Is every algebraic space the quotient of a scheme by a finite group? In this MO question it is claimed that a catchphrase for "algebraic spaces" could be that they are "the result of looking at the orbit space of the action of a finite group on a scheme".
Hence my question:

Given an algebraic space $X$, is it true that there exists a scheme $S$ and an action of a finite group $G$ on $S$ such that $X=S/G$ ?

If I remember correctly, every algebraic space is the quotient of an affine scheme by an étale equivalence relation, so I tend to think that there could exist such equivalence relations that are not "implemented" by a group action...
 A: One class of counterexamples arises from quotients by actions of infinite discrete groups acting freely, but it only works under some definitions of algebraic space.  For example, if you specify an action of $\mathbb{Z}$ on $\mathbb{G}_m$ generated by multiplication by an infinite order element (say, over a characteristic zero field), the sheaf quotient $\mathbb{G}_m/\mathbb{Z}$ is an algebraic space that is not a quotient of a scheme by a finite group.  Since it is non-quasi-separated, it does not satisfy Knutson's definition of algebraic space, but it does satisfy Demazure-Gabriel's.  This appeared a couple years ago in Chris Schommer-Pries's question.
A: I am not too familiar with algebraic spaces, but maybe this is an example of an algebraic space that cannot be a quotient of a scheme by a finite group.  The property of such quotients that I use is that if an irreducible algebraic space $X$ of dimension at least two is the quotient of a scheme $S$ by a finite group $G$, then there is no point on $X$ with the property that every closed curve in $X$ contains that point.  The reason is that given any point in $S$, it is certainly possible to find a curve in $S$ missing the $G$-orbit of that point, and thus we obtain a curve in $X$ missing any given point.
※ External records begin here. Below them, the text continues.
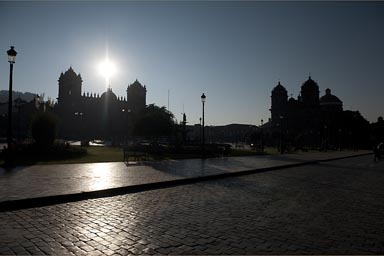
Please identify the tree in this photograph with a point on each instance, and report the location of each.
(154, 122)
(43, 128)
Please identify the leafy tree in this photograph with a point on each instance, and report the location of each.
(154, 122)
(43, 128)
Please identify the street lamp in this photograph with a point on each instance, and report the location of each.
(203, 141)
(281, 134)
(261, 135)
(11, 59)
(19, 103)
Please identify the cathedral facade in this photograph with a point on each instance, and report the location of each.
(93, 116)
(311, 121)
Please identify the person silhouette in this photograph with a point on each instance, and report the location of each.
(378, 151)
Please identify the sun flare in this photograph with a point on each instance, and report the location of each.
(107, 69)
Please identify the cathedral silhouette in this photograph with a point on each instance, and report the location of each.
(312, 121)
(90, 115)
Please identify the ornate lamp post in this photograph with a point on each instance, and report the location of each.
(11, 59)
(281, 135)
(19, 103)
(203, 140)
(261, 135)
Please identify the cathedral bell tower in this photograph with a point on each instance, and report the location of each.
(69, 87)
(279, 102)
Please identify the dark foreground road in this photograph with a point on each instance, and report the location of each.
(330, 208)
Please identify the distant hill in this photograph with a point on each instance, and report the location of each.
(27, 96)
On the other hand, there are algebraic spaces with a point contained in every closed curve.  A classical example is obtained as follows.  Let $X'$ denote the blow up of $\mathbb{P}^2$ at 10 points lying on a smooth plane cubic.  Suppose that the points on the cubic are chosen so that the 10 divisor classes determined by them and the class of a line in the Picard group of the cubic are independent.  It is a fact (proved by Artin, I believe) that a curve with negative definite self-intersection on a smooth surface can be contracted to an algebraic space.  In particular, denoting by $C$ the strict transform of the cubic in $X'$, the curve $C$ can be contracted on $X'$ to an algebraic space $X$.  It is also a consequence of the construction that the curve $C$ intersects every curve in $X'$, and therefore every curve in $X$ contains the point to which $C$ is contracted.
A: As I just remembered, the answer is yes if $X$ is quasiseparated, noetherian and normal: see Laumon and Moret-Bailly, Champs algébriques, (16.6.2). The quesiseparated assumption is needed (see Scott Carnahan's answer). Without the normality condition, I don't have a counterexample but my guess is that there is one.  
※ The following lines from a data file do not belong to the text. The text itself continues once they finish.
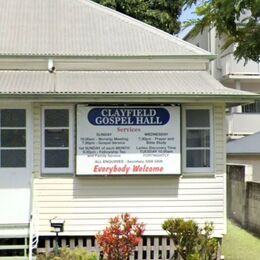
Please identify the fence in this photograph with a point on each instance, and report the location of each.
(152, 248)
(243, 197)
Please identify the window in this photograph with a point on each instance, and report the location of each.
(57, 154)
(198, 140)
(251, 108)
(13, 138)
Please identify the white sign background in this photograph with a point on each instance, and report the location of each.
(128, 149)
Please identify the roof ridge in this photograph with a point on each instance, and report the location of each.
(151, 28)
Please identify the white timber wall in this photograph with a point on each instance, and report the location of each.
(86, 203)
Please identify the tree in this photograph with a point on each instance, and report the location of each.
(162, 14)
(238, 20)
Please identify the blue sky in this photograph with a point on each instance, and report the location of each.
(186, 15)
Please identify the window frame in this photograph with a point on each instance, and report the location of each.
(202, 170)
(58, 170)
(28, 138)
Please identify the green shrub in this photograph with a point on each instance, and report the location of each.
(69, 254)
(190, 241)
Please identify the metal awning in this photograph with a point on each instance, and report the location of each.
(150, 84)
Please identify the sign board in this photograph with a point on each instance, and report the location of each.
(128, 140)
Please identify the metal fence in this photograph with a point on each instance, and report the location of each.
(152, 248)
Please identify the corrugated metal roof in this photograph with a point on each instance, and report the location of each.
(80, 28)
(114, 82)
(245, 145)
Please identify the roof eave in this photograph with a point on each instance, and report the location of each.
(110, 57)
(134, 98)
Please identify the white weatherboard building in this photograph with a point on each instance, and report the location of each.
(241, 120)
(102, 114)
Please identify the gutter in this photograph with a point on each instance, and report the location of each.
(128, 98)
(107, 57)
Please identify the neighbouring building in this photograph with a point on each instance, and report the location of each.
(246, 150)
(241, 120)
(102, 114)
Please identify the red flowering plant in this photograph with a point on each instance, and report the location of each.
(120, 238)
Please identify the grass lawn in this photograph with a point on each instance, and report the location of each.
(238, 244)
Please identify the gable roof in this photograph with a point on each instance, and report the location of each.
(81, 28)
(246, 145)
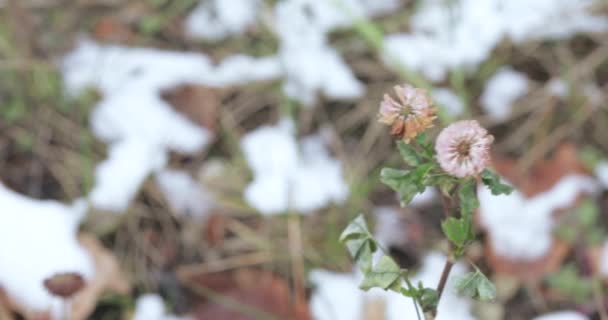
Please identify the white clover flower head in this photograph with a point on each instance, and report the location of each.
(463, 149)
(412, 114)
EDIT after Chris' and Jason's comments: in fact the proof in the case of normal algebraic spaces can be made substantially simpler than in the book (which proves a more general result about noetherian Deligne-Mumford stacks). It goes like this: 
Assume $X$ noetherian, integral, normal and, to simplify, separated (I am not sure how much this helps). Cover $X$ by étale maps $X_i\to X$ with each $X_i$ integral and affine. There is a dense open subspace $U$ of $X$ which is a scheme and such that each induced map $U_i:=X_i\times_X U\to U$ is finite. Let $V\to U$ be an étale Galois cover, with Galois group $G$, dominating all the $U_i$'s. Now let $\overline{V}\to X$ (resp. $\overline{X_i}\to X$) be the normalization of $X$ in $V$ (resp. in $X_i$); we have dense open immersions $V\subset \overline{V}$ and $X_i\subset \overline{X_i}$. By functoriality, $G$ acts on $\overline{V}$, with quotient $X$. 
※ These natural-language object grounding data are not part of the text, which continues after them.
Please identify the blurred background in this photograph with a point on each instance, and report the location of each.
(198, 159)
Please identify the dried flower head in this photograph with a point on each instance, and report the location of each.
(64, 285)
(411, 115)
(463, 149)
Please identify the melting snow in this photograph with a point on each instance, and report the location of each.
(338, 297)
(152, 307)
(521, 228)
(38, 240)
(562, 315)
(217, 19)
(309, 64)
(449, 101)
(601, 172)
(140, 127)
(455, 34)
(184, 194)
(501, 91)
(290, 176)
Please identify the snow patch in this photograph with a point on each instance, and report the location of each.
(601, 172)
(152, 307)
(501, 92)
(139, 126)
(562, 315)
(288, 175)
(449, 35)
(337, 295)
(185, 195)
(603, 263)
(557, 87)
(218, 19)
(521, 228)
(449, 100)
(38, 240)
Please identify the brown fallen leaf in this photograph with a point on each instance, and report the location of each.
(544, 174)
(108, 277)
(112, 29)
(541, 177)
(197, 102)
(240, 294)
I claim that $\overline{V}$ is a scheme. Indeed, for each $i$, $\overline{X_i}$ is also the normalization of $X$ in $U_i$. In particular  there is an $X$-morphism $f_i:\overline{V}\to\overline{X_i}$ (deduced from $V\to U_i$) which must be finite surjective (everyone is integral, finite  and surjective over $X$). Put $V_i:=f_i^{-1}(X_i)$: this is an open subspace of $\overline{V}$ which is finite over $X_i$, hence an affine scheme. So, the union $W$ of the $V_i$'s is an open subspace of $\overline{V}$ which is a scheme and maps surjectively to $X$ (since $V_i\to X_i$ is surjective), hence $\overline{V}$ is covered by $\{gW\}_{g\in G}$.